L'affaire éclipse l'entrée en fonction du nouveau gouvernement. Damien Abad, transfuge des Républicains et nouveau ministre des Solidarités, est accusé de viols par deux femmes. C'est un article de Mediapart (réservé aux abonnés) qui a porté ces témoignages à la connaissance du grand public, le 21 mai. Mais il découle du signalement adressé par une des deux femmes à l'Observatoire des violences sexistes et sexuelles en politique, qui l'a transmis à des responsables de LR et de LREM.

Cette révélation met en lumière cette association, qui n'avait encore jamais contribué à faire émerger des témoignages mais a pris position contre de nombreuses autres nominations ou investitures. Elle organise une manifestation contre ce qu'elle qualifie de "gouvernement de la honte", mardi 24 mai, à 18 heures, à Paris. Franceinfo vous explique comment elle fonctionne.

1En quoi consiste l'Observatoire ? 

Il ne s'agit pas d'un organisme officiel, mais d'une association créée en février 2022. Selon ses statuts, elle se donne pour objet de "soutenir et faciliter les actions visant à promouvoir la place des femmes dans la vie publique et lutter contre les violences sexistes et sexuelles". Son nom est complété du mot-clé #MeTooPolitique. Sa création avait pour but "d'inscrire dans la durée" ce mouvement, né d'une tribune publiée dans Le Monde en novembre 2021, explique une de ses cofondatrices, Mathilde Viot, à Ouest-France. Dans ce texte, 285 femmes engagées en politique appelaient le "monde politique" à "assumer ses responsabilités et écarter les auteurs de violences sexuelles et sexistes de ses rangs".

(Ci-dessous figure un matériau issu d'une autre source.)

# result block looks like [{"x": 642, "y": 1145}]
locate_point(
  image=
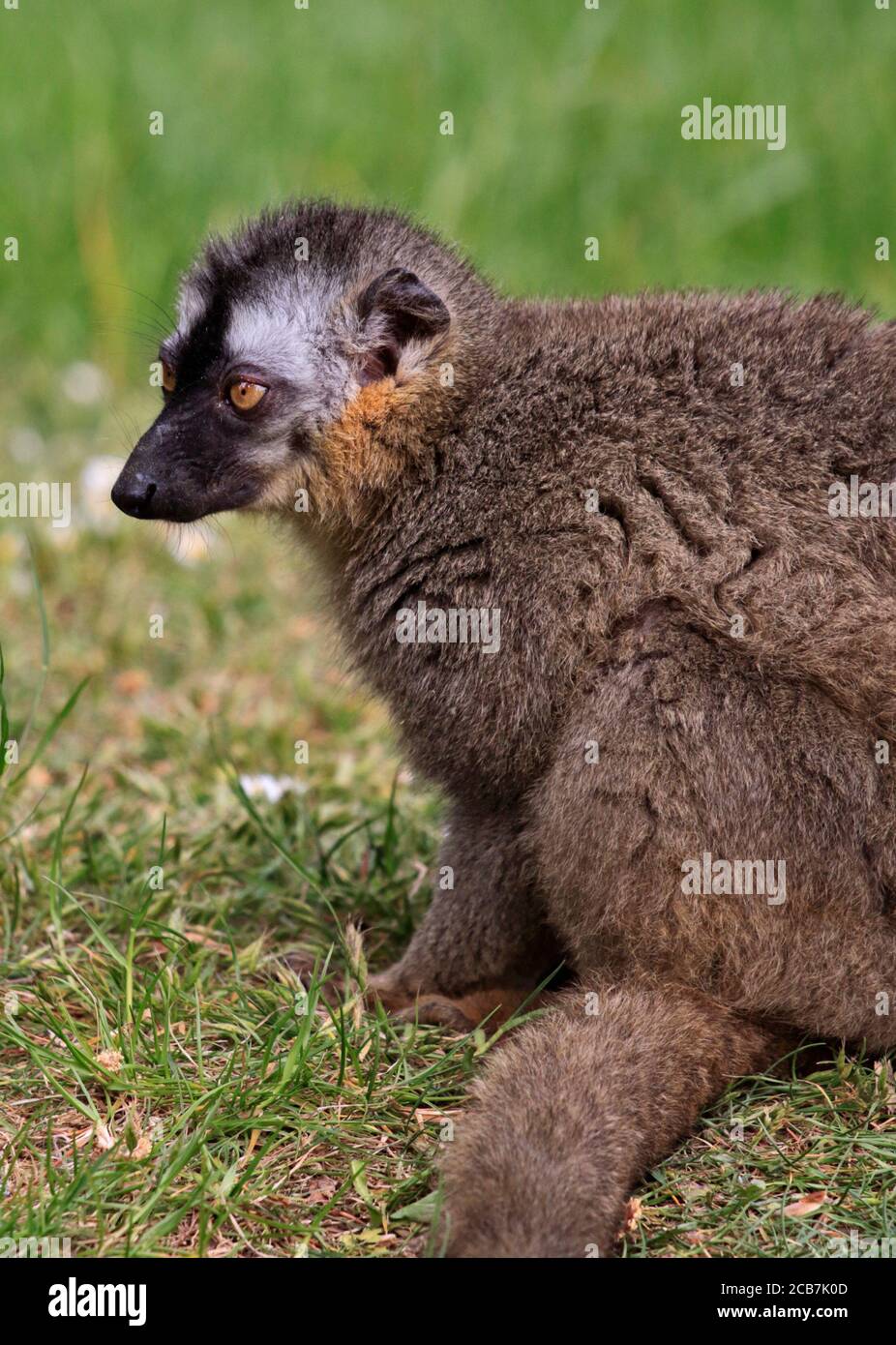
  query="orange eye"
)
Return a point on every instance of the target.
[{"x": 245, "y": 394}]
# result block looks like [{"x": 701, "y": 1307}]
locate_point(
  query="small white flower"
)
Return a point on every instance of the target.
[
  {"x": 97, "y": 478},
  {"x": 271, "y": 787}
]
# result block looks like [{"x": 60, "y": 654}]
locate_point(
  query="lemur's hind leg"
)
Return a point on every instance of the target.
[
  {"x": 483, "y": 945},
  {"x": 578, "y": 1104}
]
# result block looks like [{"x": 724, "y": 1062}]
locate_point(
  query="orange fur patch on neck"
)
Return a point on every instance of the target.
[{"x": 369, "y": 444}]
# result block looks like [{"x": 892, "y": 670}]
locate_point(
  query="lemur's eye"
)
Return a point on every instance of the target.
[{"x": 245, "y": 394}]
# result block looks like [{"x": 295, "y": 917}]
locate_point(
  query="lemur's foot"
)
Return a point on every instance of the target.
[
  {"x": 463, "y": 1013},
  {"x": 406, "y": 1003}
]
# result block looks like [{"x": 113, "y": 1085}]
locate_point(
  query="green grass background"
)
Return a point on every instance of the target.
[{"x": 266, "y": 1130}]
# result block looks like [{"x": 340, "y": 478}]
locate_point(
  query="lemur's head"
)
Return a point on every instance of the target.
[{"x": 310, "y": 352}]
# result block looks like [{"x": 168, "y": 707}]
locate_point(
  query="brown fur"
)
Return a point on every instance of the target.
[{"x": 617, "y": 628}]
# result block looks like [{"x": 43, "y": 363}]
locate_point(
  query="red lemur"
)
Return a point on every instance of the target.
[{"x": 695, "y": 674}]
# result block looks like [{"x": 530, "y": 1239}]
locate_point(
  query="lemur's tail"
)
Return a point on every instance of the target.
[{"x": 578, "y": 1104}]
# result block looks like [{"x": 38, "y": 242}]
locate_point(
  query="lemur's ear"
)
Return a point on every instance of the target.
[{"x": 395, "y": 310}]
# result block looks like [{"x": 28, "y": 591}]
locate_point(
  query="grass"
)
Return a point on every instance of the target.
[{"x": 165, "y": 1085}]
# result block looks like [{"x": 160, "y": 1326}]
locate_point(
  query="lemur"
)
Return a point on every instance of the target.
[{"x": 697, "y": 661}]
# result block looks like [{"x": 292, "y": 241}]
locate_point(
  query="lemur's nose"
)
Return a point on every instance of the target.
[{"x": 132, "y": 495}]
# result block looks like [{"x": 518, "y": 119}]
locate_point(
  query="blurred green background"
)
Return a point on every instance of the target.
[{"x": 567, "y": 125}]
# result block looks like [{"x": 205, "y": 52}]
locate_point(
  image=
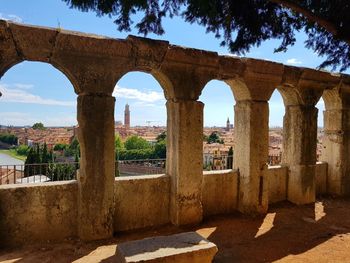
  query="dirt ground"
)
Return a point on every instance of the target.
[{"x": 288, "y": 233}]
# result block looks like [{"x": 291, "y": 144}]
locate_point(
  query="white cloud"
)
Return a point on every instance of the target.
[
  {"x": 18, "y": 93},
  {"x": 11, "y": 17},
  {"x": 148, "y": 96},
  {"x": 23, "y": 86},
  {"x": 293, "y": 61}
]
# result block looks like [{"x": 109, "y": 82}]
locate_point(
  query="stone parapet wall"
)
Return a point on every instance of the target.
[
  {"x": 141, "y": 201},
  {"x": 277, "y": 177},
  {"x": 48, "y": 211},
  {"x": 219, "y": 192},
  {"x": 32, "y": 213}
]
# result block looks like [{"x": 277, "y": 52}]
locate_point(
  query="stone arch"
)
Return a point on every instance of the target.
[
  {"x": 238, "y": 87},
  {"x": 160, "y": 77},
  {"x": 7, "y": 66},
  {"x": 290, "y": 95},
  {"x": 218, "y": 156},
  {"x": 56, "y": 86}
]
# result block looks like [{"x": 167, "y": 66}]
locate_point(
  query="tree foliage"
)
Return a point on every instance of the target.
[
  {"x": 137, "y": 148},
  {"x": 8, "y": 138},
  {"x": 136, "y": 143},
  {"x": 22, "y": 150},
  {"x": 241, "y": 24}
]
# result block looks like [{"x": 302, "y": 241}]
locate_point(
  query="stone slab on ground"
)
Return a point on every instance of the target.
[{"x": 188, "y": 247}]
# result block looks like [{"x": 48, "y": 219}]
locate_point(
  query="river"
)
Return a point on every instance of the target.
[{"x": 9, "y": 160}]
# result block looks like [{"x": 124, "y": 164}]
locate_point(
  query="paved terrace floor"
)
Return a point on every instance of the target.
[{"x": 288, "y": 233}]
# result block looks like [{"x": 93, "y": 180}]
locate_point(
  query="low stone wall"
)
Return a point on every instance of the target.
[
  {"x": 277, "y": 178},
  {"x": 40, "y": 212},
  {"x": 219, "y": 192},
  {"x": 141, "y": 201},
  {"x": 278, "y": 181},
  {"x": 37, "y": 212}
]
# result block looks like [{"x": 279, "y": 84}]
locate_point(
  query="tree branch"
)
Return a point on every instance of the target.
[{"x": 329, "y": 26}]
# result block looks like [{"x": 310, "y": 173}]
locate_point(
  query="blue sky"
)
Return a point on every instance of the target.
[{"x": 35, "y": 92}]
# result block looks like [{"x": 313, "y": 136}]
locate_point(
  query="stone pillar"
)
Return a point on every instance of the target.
[
  {"x": 96, "y": 174},
  {"x": 185, "y": 160},
  {"x": 336, "y": 151},
  {"x": 251, "y": 154},
  {"x": 299, "y": 151}
]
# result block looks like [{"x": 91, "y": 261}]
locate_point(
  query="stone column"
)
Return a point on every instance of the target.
[
  {"x": 96, "y": 174},
  {"x": 336, "y": 151},
  {"x": 185, "y": 160},
  {"x": 251, "y": 154},
  {"x": 299, "y": 151}
]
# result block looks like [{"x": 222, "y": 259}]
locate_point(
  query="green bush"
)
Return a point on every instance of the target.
[{"x": 22, "y": 150}]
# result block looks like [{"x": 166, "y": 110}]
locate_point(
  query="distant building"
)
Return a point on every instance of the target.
[
  {"x": 228, "y": 125},
  {"x": 118, "y": 124},
  {"x": 127, "y": 116}
]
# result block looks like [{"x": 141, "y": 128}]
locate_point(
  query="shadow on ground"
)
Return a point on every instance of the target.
[{"x": 311, "y": 233}]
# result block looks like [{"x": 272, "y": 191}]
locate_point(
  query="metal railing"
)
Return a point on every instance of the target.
[
  {"x": 215, "y": 162},
  {"x": 141, "y": 167},
  {"x": 62, "y": 171},
  {"x": 38, "y": 173}
]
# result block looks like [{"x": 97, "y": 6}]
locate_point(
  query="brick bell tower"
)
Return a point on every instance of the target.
[{"x": 127, "y": 116}]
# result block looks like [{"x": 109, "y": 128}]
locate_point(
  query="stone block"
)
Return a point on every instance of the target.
[{"x": 187, "y": 247}]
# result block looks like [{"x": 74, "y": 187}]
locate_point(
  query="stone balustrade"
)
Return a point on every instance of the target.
[{"x": 94, "y": 64}]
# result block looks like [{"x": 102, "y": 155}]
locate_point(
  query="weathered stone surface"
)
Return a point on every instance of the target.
[
  {"x": 219, "y": 194},
  {"x": 187, "y": 247},
  {"x": 37, "y": 212},
  {"x": 251, "y": 152},
  {"x": 277, "y": 183},
  {"x": 301, "y": 184},
  {"x": 321, "y": 178},
  {"x": 336, "y": 150},
  {"x": 9, "y": 55},
  {"x": 96, "y": 174},
  {"x": 185, "y": 161},
  {"x": 299, "y": 151},
  {"x": 94, "y": 64},
  {"x": 141, "y": 201}
]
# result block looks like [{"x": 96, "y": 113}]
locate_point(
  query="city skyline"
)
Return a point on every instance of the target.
[{"x": 37, "y": 92}]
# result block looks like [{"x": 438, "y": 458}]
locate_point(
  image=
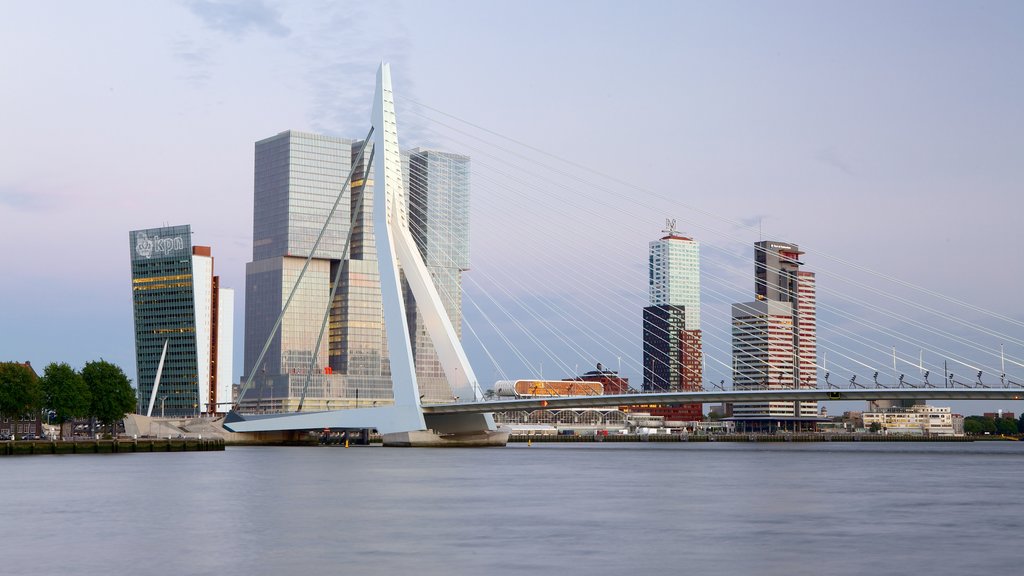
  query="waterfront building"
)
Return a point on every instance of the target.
[
  {"x": 437, "y": 195},
  {"x": 672, "y": 350},
  {"x": 179, "y": 304},
  {"x": 610, "y": 381},
  {"x": 298, "y": 177},
  {"x": 774, "y": 339},
  {"x": 28, "y": 423},
  {"x": 919, "y": 419}
]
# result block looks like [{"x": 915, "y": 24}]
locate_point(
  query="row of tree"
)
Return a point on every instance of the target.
[{"x": 99, "y": 391}]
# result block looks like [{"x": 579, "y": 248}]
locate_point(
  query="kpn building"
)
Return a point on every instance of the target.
[{"x": 183, "y": 325}]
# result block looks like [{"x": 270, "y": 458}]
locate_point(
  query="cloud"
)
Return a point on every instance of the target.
[
  {"x": 239, "y": 18},
  {"x": 830, "y": 158},
  {"x": 24, "y": 201},
  {"x": 195, "y": 57}
]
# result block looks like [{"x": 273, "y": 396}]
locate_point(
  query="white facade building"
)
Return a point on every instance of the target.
[
  {"x": 920, "y": 419},
  {"x": 675, "y": 276},
  {"x": 214, "y": 328}
]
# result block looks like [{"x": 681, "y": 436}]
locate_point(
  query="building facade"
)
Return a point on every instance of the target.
[
  {"x": 672, "y": 352},
  {"x": 611, "y": 382},
  {"x": 178, "y": 303},
  {"x": 774, "y": 339},
  {"x": 298, "y": 178},
  {"x": 918, "y": 419}
]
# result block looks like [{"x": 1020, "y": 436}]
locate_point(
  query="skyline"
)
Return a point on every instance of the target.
[{"x": 916, "y": 124}]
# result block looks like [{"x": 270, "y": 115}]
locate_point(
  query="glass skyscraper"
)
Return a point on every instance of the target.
[
  {"x": 178, "y": 301},
  {"x": 437, "y": 192},
  {"x": 672, "y": 350},
  {"x": 298, "y": 178}
]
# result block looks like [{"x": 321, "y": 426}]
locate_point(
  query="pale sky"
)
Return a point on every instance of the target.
[{"x": 884, "y": 134}]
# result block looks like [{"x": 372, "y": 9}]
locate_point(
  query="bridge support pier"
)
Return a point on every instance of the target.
[
  {"x": 454, "y": 430},
  {"x": 432, "y": 439}
]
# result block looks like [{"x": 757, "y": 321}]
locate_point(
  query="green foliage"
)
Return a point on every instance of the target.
[
  {"x": 19, "y": 394},
  {"x": 65, "y": 393},
  {"x": 113, "y": 396}
]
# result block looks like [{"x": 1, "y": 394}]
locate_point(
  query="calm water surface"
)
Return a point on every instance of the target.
[{"x": 565, "y": 509}]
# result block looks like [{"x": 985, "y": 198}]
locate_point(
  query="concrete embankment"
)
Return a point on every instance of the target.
[
  {"x": 737, "y": 438},
  {"x": 120, "y": 446}
]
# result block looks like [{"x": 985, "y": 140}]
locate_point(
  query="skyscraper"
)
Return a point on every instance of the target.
[
  {"x": 437, "y": 192},
  {"x": 298, "y": 178},
  {"x": 672, "y": 353},
  {"x": 774, "y": 338},
  {"x": 178, "y": 302}
]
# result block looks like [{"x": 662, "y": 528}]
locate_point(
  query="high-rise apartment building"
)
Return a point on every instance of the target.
[
  {"x": 178, "y": 303},
  {"x": 774, "y": 338},
  {"x": 672, "y": 353},
  {"x": 298, "y": 178},
  {"x": 437, "y": 194}
]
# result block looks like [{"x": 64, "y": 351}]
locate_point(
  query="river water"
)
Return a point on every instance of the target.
[{"x": 550, "y": 508}]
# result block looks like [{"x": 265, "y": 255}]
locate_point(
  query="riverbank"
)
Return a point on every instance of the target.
[
  {"x": 120, "y": 446},
  {"x": 745, "y": 438}
]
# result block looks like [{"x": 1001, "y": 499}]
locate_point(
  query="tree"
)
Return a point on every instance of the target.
[
  {"x": 65, "y": 393},
  {"x": 18, "y": 393},
  {"x": 113, "y": 396}
]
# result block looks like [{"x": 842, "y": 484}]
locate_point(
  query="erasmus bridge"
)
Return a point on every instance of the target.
[{"x": 467, "y": 419}]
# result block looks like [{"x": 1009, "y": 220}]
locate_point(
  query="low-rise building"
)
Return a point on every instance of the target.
[{"x": 920, "y": 419}]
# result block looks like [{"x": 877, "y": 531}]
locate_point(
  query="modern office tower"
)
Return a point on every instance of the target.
[
  {"x": 774, "y": 339},
  {"x": 298, "y": 178},
  {"x": 178, "y": 302},
  {"x": 672, "y": 352},
  {"x": 437, "y": 193},
  {"x": 672, "y": 322}
]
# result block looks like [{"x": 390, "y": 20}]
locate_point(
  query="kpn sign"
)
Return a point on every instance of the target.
[{"x": 161, "y": 243}]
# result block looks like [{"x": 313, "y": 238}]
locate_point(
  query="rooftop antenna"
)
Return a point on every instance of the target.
[{"x": 670, "y": 227}]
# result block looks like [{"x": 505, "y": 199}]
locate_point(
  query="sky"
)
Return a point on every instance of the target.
[{"x": 876, "y": 134}]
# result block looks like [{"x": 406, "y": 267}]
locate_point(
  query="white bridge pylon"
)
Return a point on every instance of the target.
[{"x": 395, "y": 247}]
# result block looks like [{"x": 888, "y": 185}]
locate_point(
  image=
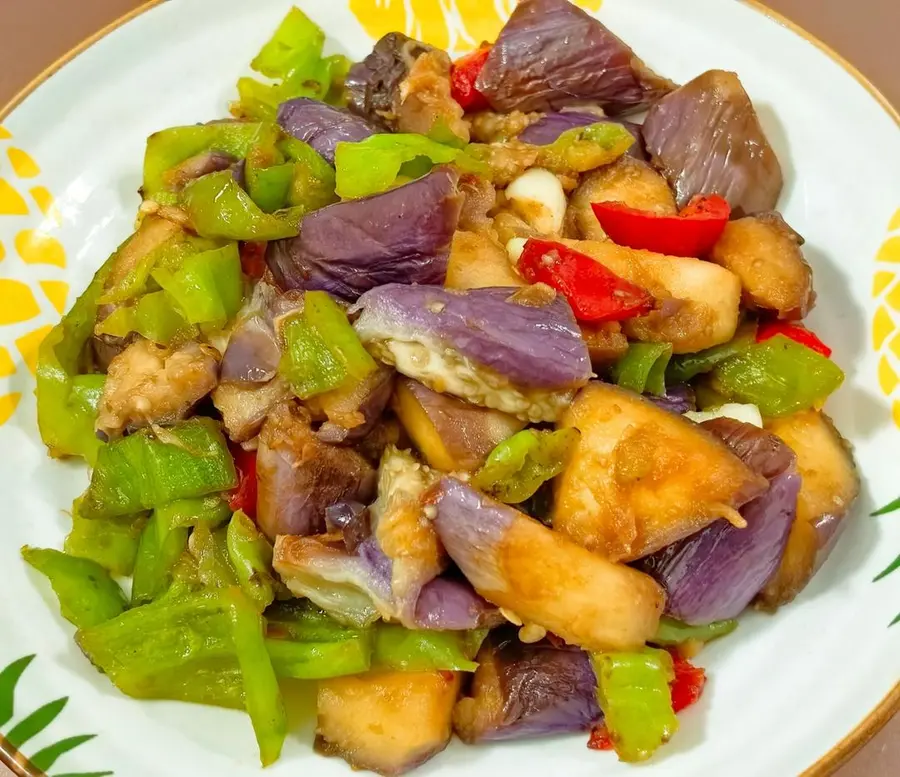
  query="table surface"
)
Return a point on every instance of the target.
[{"x": 863, "y": 31}]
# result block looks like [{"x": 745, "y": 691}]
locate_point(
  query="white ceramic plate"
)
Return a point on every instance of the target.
[{"x": 784, "y": 690}]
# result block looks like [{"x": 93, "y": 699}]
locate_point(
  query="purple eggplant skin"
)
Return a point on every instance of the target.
[
  {"x": 551, "y": 54},
  {"x": 400, "y": 236},
  {"x": 533, "y": 345},
  {"x": 523, "y": 691},
  {"x": 548, "y": 128},
  {"x": 321, "y": 125},
  {"x": 714, "y": 574},
  {"x": 299, "y": 476},
  {"x": 706, "y": 139}
]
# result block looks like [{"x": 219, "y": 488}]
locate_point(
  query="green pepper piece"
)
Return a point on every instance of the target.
[
  {"x": 320, "y": 660},
  {"x": 633, "y": 692},
  {"x": 143, "y": 471},
  {"x": 779, "y": 376},
  {"x": 208, "y": 288},
  {"x": 110, "y": 542},
  {"x": 406, "y": 650},
  {"x": 517, "y": 467},
  {"x": 262, "y": 696},
  {"x": 643, "y": 368},
  {"x": 251, "y": 556},
  {"x": 87, "y": 594},
  {"x": 160, "y": 548},
  {"x": 673, "y": 632},
  {"x": 684, "y": 367}
]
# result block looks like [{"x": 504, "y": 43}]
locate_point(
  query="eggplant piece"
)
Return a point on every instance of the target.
[
  {"x": 402, "y": 235},
  {"x": 551, "y": 53},
  {"x": 245, "y": 408},
  {"x": 714, "y": 575},
  {"x": 452, "y": 435},
  {"x": 699, "y": 302},
  {"x": 478, "y": 262},
  {"x": 322, "y": 126},
  {"x": 519, "y": 352},
  {"x": 386, "y": 722},
  {"x": 524, "y": 691},
  {"x": 153, "y": 384},
  {"x": 642, "y": 478},
  {"x": 764, "y": 253},
  {"x": 542, "y": 576},
  {"x": 630, "y": 181},
  {"x": 829, "y": 489},
  {"x": 706, "y": 139},
  {"x": 299, "y": 476}
]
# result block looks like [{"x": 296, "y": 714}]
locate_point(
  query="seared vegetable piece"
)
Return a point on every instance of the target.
[
  {"x": 87, "y": 594},
  {"x": 401, "y": 235},
  {"x": 321, "y": 125},
  {"x": 698, "y": 302},
  {"x": 524, "y": 691},
  {"x": 779, "y": 376},
  {"x": 551, "y": 54},
  {"x": 477, "y": 262},
  {"x": 642, "y": 478},
  {"x": 151, "y": 384},
  {"x": 522, "y": 566},
  {"x": 633, "y": 689},
  {"x": 714, "y": 574},
  {"x": 149, "y": 469},
  {"x": 764, "y": 252},
  {"x": 829, "y": 487},
  {"x": 299, "y": 476},
  {"x": 388, "y": 722},
  {"x": 706, "y": 139},
  {"x": 630, "y": 181},
  {"x": 453, "y": 435},
  {"x": 521, "y": 464},
  {"x": 518, "y": 352}
]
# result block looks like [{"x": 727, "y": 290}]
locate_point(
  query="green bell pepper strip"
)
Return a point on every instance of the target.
[
  {"x": 779, "y": 376},
  {"x": 684, "y": 367},
  {"x": 320, "y": 660},
  {"x": 262, "y": 696},
  {"x": 218, "y": 208},
  {"x": 402, "y": 649},
  {"x": 643, "y": 368},
  {"x": 633, "y": 692},
  {"x": 519, "y": 465},
  {"x": 251, "y": 556},
  {"x": 372, "y": 165},
  {"x": 87, "y": 594},
  {"x": 160, "y": 548},
  {"x": 208, "y": 288},
  {"x": 110, "y": 542},
  {"x": 142, "y": 472},
  {"x": 673, "y": 632}
]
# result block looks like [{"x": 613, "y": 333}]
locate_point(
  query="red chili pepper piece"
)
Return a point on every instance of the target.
[
  {"x": 797, "y": 333},
  {"x": 462, "y": 80},
  {"x": 594, "y": 292},
  {"x": 253, "y": 259},
  {"x": 244, "y": 496},
  {"x": 693, "y": 232}
]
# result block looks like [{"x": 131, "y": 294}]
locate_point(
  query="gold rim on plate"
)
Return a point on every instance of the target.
[{"x": 844, "y": 750}]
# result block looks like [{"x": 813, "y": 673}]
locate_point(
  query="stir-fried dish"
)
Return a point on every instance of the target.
[{"x": 446, "y": 387}]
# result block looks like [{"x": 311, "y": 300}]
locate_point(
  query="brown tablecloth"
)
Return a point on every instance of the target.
[{"x": 35, "y": 32}]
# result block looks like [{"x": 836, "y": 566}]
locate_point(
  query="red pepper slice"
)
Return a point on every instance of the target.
[
  {"x": 693, "y": 232},
  {"x": 244, "y": 496},
  {"x": 797, "y": 333},
  {"x": 594, "y": 292},
  {"x": 463, "y": 75}
]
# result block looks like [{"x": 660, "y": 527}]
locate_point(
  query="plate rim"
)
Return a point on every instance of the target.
[{"x": 887, "y": 708}]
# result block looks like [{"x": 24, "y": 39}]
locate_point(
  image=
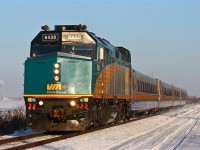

Pour l'Observatoire, les personnalités accusées de ce type de faits ne devraient pas pouvoir accéder aux responsabilités publiques, même si elles n'ont pas été condamnées. "Dans une entreprise, on peut être mis à pied avec ou sans solde le temps de l'enquête. Ça devrait être la même chose en politique", plaidait Mathilde Viot dans une interview à l'AFP. En février, dans un questionnaire, l'association demandait aux candidats à la présidentielle de s'engager à appliquer ce principe dans leurs futures nominations de ministres et investitures aux législatives. Depuis, son activité a consisté principalement à dénoncer les candidatures de plusieurs hommes briguant un mandat après avoir été mis en cause publiquement et, parfois, condamnés.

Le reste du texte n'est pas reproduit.